Entre 1982 et 1991, tous les troisièmes week-ends du mois de juin se sont tenus, à la halte ferroviaire (devenue facultative) des Fades, les fameux « Congrès ordinaires de Banalyse » fondés par deux universitaires rennais, MM. Pierre Bazantay et Yves Hélias. Laissons la parole à ce dernier1:

« Un jour, où nous nous ennuyions, ni plus ni moins que d’ordinaire, mais où nous étions, sans doute, décidés à ne plus être dupes des moyens par lesquels nous trompions l’ennui, nous eûmes une idée. Il s’agissait de séjourner quelques jours dans un petit hôtel, en face d’une petite gare, pour y constater ce qui s’y passait. Il fut également décidé d’inviter un certain nombre de personnes à nous rejoindre par voie ferroviaire dans cette « campagne d’observation du banal ». Nous nous devions ainsi d’être présents à tous les trains sur les quais de la gare, afin d’accueillir d’éventuels audacieux. L’expérience eut lieu à Fades (Puy-de-Dôme) en juin 1982. Son bilan fut tel que nous avons décidé de la reconduire tous les ans, sous l’appellation du « Congrès ordinaire de Fades ».2 La seconde édition s’est réalisée en juin 1983.
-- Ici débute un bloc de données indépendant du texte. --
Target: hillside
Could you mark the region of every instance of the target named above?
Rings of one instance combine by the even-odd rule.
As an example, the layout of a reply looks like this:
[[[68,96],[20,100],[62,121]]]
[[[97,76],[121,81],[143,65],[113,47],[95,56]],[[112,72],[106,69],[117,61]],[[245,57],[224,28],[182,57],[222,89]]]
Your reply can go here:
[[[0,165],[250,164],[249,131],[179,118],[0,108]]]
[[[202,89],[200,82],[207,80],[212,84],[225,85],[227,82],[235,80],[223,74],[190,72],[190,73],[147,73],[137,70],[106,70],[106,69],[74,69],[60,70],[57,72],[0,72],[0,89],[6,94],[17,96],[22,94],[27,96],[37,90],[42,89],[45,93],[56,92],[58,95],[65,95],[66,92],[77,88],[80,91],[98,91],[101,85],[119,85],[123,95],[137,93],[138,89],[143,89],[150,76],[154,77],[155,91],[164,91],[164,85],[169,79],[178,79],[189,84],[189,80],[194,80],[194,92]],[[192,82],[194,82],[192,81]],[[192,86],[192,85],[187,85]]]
« D’un point de vue extérieur, il est tentant de réduire ce jeu à une plaisanterie ou à une réminiscence surréaliste tardive. En le pratiquant, nous avons, quant à nous, été surpris par ce qu’implique pour la pensée sa confrontation au dérisoire. Nous avons appelé « Banalyse » l’agitation mentale, encore assez confuse, que provoque cette expérimentation peu raisonnable, mais exigeante, d’une réalité sans intérêt, mais problématique. »

Les « Banalystes » sont des intellectuels se réclamant d’une mouvance post-situationniste3. Le principe du congrès imaginé par nos deux universitaires, consistait à « faire venir des gens dans un lieu d’une réalité sans intérêt manifeste. » (sic !). Ils avaient choisi ce lieu « pour sa banalité », parce qu’« il n’y avait rien à voir » (sic !)… ; un coin perdu avec sa gare d’opérette où les rares trains ne s’arrêtaient que si l’on faisait signe au conducteur… (Avouons, en passant, que c’était faire bien peu de cas de ce site d’exception…).

Pour « ces cerveaux capables d’insignifiance sublimée », la modeste halte des Fades faisait office de « Perpignan du pauvre », par référence à la gare de Perpignan que l’excentrique peintre catalan Salvador Dali avait placé au centre du monde ! Mais ils étaient de plus en plus nombreux à estimer que, dans cette cosmogonie du néant, Perpignan serait, en fait, le « Fades du riche » !…

En juin 1982, une trentaine de personnes avaient été conviées au congrès. Aucune ne vint à l’exception de nos deux protagonistes ! Le congrès fut reconduit à date fixe pendant dix ans. Il mobilisa successivement encore zéro personne (1983), puis 7, puis 13, puis 33, puis 60 et se stabilisa, grâce aux efforts des organisateurs pour réduire le nombre d’invités, autour de 40. Mais le nombre de banalystes excédait déjà probablement celui des présents. En effet, selon les actes du cinquième congrès, était banalyste « quiconque, ayant eu vent du Congrès de Fades, a été fortement tenté de s’y rendre »4 !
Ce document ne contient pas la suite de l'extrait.